The Board of Directors of Tarion Warranty Corporation is committed to a series of governance policies which are intended to support the supervisory role of the Board and to ensure that the Corporation acts in the best interest of its stakeholders. Some highlights of the Board’s current governance practices include the following:
To ensure independence of the Board and management, an outside Director acts as Chair of the Board. Only one Director, the President and Chief Executive Officer, is a member of Tarion management.
In accordance with the by-laws of the Corporation, membership on the Board of Directors represents a number of stakeholders with an interest in the home building industry in Ontario. The by-laws of the Corporation provide for the appointment of Directors from nominees recommended by each of the OHBA and the Ministry of Consumer Services, as well as an individual with a financial background. The 2010 Board was composed of 15 members and two associate members.
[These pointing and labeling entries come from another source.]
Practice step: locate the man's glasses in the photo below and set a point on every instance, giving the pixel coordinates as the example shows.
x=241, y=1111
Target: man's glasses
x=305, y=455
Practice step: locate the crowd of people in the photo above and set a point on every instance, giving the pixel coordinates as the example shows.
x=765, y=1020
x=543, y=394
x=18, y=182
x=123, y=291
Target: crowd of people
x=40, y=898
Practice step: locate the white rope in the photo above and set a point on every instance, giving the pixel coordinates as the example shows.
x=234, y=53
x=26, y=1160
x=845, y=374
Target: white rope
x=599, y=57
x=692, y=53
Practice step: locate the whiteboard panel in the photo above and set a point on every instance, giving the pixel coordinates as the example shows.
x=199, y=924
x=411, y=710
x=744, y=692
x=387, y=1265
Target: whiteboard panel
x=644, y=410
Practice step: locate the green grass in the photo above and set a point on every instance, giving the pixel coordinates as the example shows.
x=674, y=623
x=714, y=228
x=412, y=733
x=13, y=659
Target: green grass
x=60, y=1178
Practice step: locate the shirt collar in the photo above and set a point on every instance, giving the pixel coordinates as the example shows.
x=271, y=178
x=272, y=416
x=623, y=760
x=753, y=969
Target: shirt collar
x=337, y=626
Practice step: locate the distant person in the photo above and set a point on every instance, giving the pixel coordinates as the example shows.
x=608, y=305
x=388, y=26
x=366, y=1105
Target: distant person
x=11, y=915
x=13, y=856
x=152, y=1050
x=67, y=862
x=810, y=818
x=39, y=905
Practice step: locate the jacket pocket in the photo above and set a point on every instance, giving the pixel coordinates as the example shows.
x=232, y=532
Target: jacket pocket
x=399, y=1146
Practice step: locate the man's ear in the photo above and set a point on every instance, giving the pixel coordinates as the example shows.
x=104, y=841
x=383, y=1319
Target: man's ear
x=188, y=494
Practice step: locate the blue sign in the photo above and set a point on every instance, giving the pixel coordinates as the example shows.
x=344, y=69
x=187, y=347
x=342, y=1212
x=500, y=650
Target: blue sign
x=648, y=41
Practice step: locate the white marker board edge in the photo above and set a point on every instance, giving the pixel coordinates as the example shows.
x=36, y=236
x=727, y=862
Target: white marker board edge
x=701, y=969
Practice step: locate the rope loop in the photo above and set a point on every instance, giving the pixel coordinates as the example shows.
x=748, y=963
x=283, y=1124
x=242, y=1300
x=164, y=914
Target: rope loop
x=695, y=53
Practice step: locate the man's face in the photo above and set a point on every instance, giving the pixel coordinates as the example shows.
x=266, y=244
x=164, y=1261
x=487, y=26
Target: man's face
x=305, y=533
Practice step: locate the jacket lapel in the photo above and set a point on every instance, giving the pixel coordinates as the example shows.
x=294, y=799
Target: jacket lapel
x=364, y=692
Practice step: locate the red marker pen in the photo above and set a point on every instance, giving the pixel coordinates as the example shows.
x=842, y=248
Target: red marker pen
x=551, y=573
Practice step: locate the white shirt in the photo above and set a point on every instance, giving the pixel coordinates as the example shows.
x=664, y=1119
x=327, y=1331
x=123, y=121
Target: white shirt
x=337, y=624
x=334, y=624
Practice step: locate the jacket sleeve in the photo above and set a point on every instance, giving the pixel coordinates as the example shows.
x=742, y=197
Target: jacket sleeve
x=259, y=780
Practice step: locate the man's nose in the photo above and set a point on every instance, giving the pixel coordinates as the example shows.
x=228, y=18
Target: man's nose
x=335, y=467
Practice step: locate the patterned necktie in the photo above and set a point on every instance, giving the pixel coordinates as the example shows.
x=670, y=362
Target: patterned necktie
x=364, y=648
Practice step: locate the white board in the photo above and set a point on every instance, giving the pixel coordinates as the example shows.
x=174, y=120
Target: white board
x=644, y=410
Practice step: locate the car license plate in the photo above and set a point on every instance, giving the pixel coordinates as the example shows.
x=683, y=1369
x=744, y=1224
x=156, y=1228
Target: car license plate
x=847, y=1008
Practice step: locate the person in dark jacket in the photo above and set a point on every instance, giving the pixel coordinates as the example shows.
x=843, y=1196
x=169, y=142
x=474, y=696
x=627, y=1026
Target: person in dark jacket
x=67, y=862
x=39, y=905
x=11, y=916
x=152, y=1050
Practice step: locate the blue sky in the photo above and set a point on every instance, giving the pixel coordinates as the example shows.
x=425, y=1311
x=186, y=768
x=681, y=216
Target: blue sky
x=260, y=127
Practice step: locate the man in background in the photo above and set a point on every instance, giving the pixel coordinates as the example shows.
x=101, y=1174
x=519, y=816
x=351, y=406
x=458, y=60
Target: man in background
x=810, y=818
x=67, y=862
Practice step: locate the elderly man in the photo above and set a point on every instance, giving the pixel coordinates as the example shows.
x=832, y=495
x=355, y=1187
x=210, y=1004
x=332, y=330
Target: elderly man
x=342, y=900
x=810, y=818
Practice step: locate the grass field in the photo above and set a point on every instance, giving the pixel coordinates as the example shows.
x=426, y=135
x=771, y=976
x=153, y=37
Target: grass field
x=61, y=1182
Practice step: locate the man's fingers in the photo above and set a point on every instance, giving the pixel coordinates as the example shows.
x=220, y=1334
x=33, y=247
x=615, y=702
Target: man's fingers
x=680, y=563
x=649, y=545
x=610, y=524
The Audit Committee of the Board is composed entirely of outside and unrelated Directors whose responsibilities are set forth in a detailed Committee mandate. The Committee has the ability to deal directly with the external auditor regarding the Corporation’s annual financial statements, and with the external actuary regarding the warranty liabilities of the Corporation.
The Board, together with the Audit Committee, monitors, reviews and approves adherence to corporate policies to manage and control risk, as well as compliance with policies of the Corporation and regulatory requirements.
The Board engages in a strategic planning process each year which takes into account business policy initiatives and opportunities, as well as operational and financial risks. Throughout the year, the Board reviews corporate performance against the Corporation’s annual business plan and the current strategic plan.
Annual Performance Objectives
The Board approves the annual corporate business plan as well as the annual objectives of the President and Chief Executive Officer and the corporate key performance indicators.
Code of Governance Practices
Each member of the Board is required to sign a Code of Governance Practices that has been approved by the Board. This Code is intended to assist the Directors in performing their responsibilities to the Corporation with appropriate discipline and dedication.